1 Samuel 3:1-10 (11-20)
2 Cor 4:5-12
To say that God calls a person is to make the point that the initiative comes from God – it is not simply our own desire or decision to pursue a particular course of action. And the idea of a call suggests an invitation to respond – there remains the possibility of saying no. Throughout the history covered by the Bible and the Church many people have been called by God to fulfil various specific roles or tasks. The basic understanding is that God seeks to do something and calls on people for assistance. These people become God’s instruments. This then calls for humility, faithfulness to the task, dedication and commitment on their part.

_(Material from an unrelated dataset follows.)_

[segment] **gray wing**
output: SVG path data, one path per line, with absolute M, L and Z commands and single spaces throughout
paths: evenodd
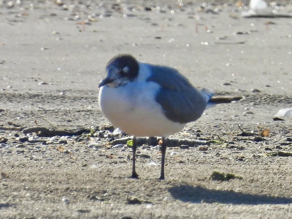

As Bonhoeffer said, “When Christ calls a man, he bids him come and die.” Pride in one’s learning, skill or ability; success in the eyes of the community count for little, it is what God in Christ accomplishes through us that matters. Yes, God uses our abilities, training, planning and preparation, but the initiative always lies with God. It is easy to fall into the usual way of thinking and to assume that the work of God depends upon us, when the primary agent is God. The fundamental call of Christ is to follow him in kingdom living – a life based on trust in God, God’s law and God’s salvation – the call to be his disciple. But Christ calls his disciples to fulfil other roles and tasks as well. The church recognizes that there are specific ministries to which God calls people, but there are other ventures as well where a sense of call may be experienced: marriage, parenthood, job or occupation, location, church or community service. It makes a difference whether we approach these decisions with a sense of call or whether we see ourselves as the primary agents making these decisions.
- What strikes you most forcibly about the call of Samuel (1 Samuel 3:1-20)?
- God’s call does not always come as clearly as it did to Samuel. How else can God’s call come?
- What difference does it make if we approach a course of action as a call from God or not?
- What do you think is meant by Bonhoeffer’s quote: when Christ calls anyone, that person is called to come and die?